L’idée de devoir faire machine arrière, en raison d’un nouvel afflux de contaminations, n’a rien d’impossible avec un reconfinement « le plus territorialisé possible »
Si un reconfinement s’impose, le gouvernement souhaite en tout cas l’adapter le plus possible aux situations locales. C’est-à-dire à l’échelle des « clusters ». Proximité donc, mais aussi réactivité. Dans un rapport »secret » remis au gouvernement, il est préconisé ainsi « d’armer » rapidement les capacités en lits de réanimation afin « d’être réversible très rapidement (dans des délais de 24, 48 ou 72 heures selon les lits) pour faire face à un nouvel afflux de patients ».

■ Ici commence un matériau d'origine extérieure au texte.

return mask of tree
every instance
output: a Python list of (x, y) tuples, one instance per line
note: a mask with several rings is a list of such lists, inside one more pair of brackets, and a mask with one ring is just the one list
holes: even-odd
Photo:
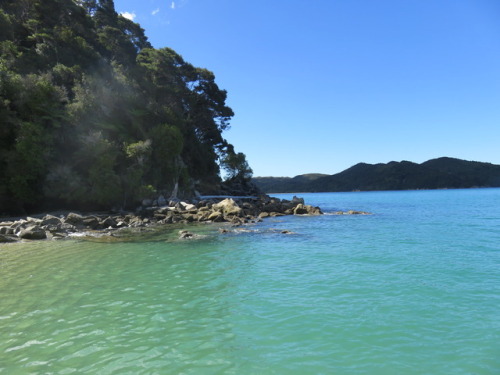
[(242, 152), (229, 152), (222, 159), (222, 167), (228, 174), (228, 179), (238, 179), (248, 181), (252, 178), (253, 171), (250, 168), (246, 156)]

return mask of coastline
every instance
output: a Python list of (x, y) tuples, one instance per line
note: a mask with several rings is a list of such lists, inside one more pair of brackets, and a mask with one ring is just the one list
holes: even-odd
[[(266, 217), (321, 215), (319, 207), (303, 198), (292, 200), (260, 196), (209, 196), (193, 201), (170, 201), (162, 206), (140, 206), (135, 212), (80, 213), (59, 211), (16, 218), (0, 218), (0, 243), (24, 240), (60, 240), (77, 236), (113, 236), (123, 230), (143, 230), (169, 224), (230, 223), (240, 226)], [(181, 231), (180, 238), (191, 238)]]

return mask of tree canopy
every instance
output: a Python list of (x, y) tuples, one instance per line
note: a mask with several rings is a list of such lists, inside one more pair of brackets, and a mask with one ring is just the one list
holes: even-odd
[(0, 214), (126, 207), (249, 178), (215, 76), (112, 0), (0, 3)]

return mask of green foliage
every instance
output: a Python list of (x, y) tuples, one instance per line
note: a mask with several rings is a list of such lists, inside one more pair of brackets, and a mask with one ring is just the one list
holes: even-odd
[(222, 160), (222, 166), (229, 179), (250, 180), (252, 178), (252, 168), (248, 165), (246, 156), (242, 152), (228, 153)]
[(2, 0), (0, 211), (133, 206), (220, 181), (219, 163), (248, 178), (226, 97), (112, 0)]

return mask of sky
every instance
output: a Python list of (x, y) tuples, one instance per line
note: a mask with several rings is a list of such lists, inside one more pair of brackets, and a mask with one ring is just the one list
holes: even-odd
[(254, 176), (500, 164), (498, 0), (115, 0), (214, 72)]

« Il est établi trois séries d’indicateurs pour décider d’un éventuel durcissement des mesures, explique un Commissaire de police qui au cœur des opérations. Un indicateur de « circulation du virus », des indicateurs de « capacité de lits hospitaliers et en particulier de réanimation » et les résultats des tests virologiques »

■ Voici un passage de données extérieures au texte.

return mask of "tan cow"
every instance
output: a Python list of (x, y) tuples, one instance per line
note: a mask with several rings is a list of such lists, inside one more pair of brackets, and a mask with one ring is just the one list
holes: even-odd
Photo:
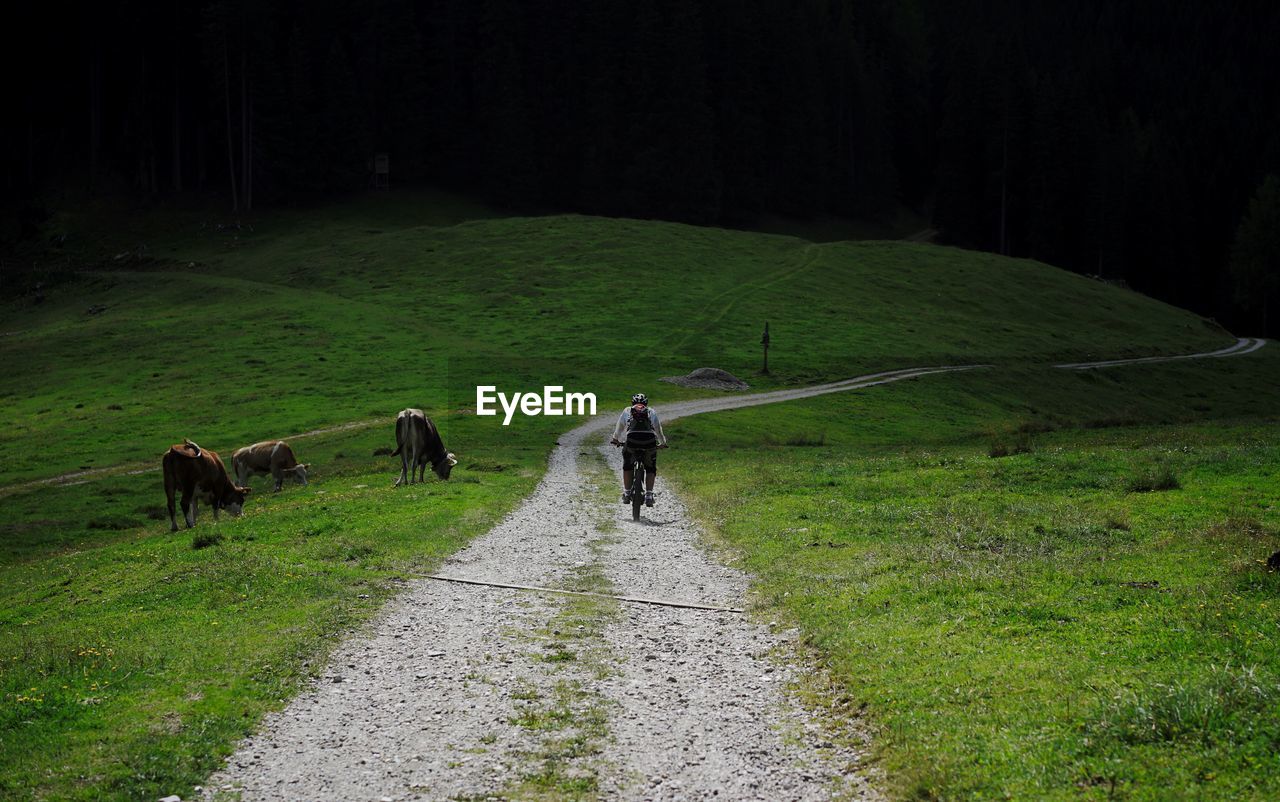
[[(213, 507), (213, 519), (218, 520), (218, 510), (239, 515), (244, 508), (244, 497), (249, 488), (232, 484), (227, 478), (227, 468), (217, 453), (203, 449), (190, 440), (170, 446), (164, 460), (164, 495), (169, 503), (169, 531), (178, 531), (178, 519), (173, 509), (173, 494), (182, 491), (182, 516), (187, 528), (196, 525), (196, 500)], [(199, 495), (197, 495), (197, 493)]]
[(419, 481), (425, 481), (428, 462), (441, 479), (448, 479), (453, 466), (458, 464), (453, 454), (445, 450), (436, 425), (420, 409), (402, 410), (396, 416), (396, 450), (391, 456), (397, 454), (400, 455), (400, 478), (396, 479), (396, 487), (404, 484), (406, 473), (409, 484), (413, 484), (419, 469), (422, 475)]
[(294, 459), (293, 449), (283, 440), (267, 440), (238, 449), (231, 455), (231, 467), (236, 472), (236, 481), (242, 485), (249, 484), (249, 477), (269, 473), (275, 477), (276, 491), (284, 485), (284, 477), (292, 474), (295, 481), (303, 486), (307, 484), (309, 464), (299, 464)]

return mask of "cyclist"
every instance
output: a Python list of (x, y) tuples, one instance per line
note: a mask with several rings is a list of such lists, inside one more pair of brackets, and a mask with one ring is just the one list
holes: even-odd
[[(622, 410), (622, 414), (618, 416), (618, 424), (613, 427), (613, 436), (609, 438), (609, 442), (615, 446), (623, 446), (622, 449), (622, 503), (631, 503), (631, 466), (635, 463), (636, 455), (631, 449), (626, 448), (624, 440), (631, 432), (652, 432), (656, 441), (654, 445), (657, 448), (667, 447), (667, 436), (662, 433), (662, 421), (658, 420), (658, 412), (649, 406), (649, 396), (644, 393), (636, 393), (631, 396), (631, 406)], [(621, 438), (621, 439), (619, 439)], [(647, 448), (640, 452), (644, 458), (644, 504), (646, 507), (653, 506), (653, 481), (658, 475), (658, 452), (655, 449)]]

D’un point de vue économique et social, notre interlocuteur appelle aussi à « prévoir des dispositifs d’accompagnement sociaux et économiques de la nature de ceux mis en place durant la période de confinement », mais aussi à « mieux prévenir les risques psycho-sociaux du confinement, aujourd’hui mieux connus » (précarité, anxiété, craintes de nouvelles pathologies …).
En termes de limitation des déplacements, cela reste en revanche très flou. Y aurait-il à nouveau besoin d’une nouvelle autorisation de déplacement dérogatoire ?
« Avec « l’échec » des premières mesures, une grosse part du succès prochain est entre les mains » des citoyens
À l’instar du gouvernement, le Président Macky Sall a en tout cas lourdement insisté sur le « civisme » des sénégalais pour éviter un tel scénario noir. « Une grosse part du succès entre leurs mains », a-t-il répété. Exhortant notamment chaque personne à faire davantage preuve de responsabilités.
Des mesures saluées par la majorité des populations mais, soutient ce médecin « Il faut d’ailleurs se montrer ferme à l’idée de rendre obligatoire le masque dans l’espace public. C’est difficile de refaire confiance et donner des marges de manœuvre aux gens et vouloir tout réglementer ».
D’autant plus qu’à ce fragile équilibre, s’ajoutent les nombreuses zones d’inconnues sur ce virus. « Il pourrait aussi revenir pour une raison inexpliquée », a admis Docteur Seck , prenant en exemple la Corée du Sud, cet élève modèle victime ces derniers jours d’une brusque hausse du nombre de cas avérés.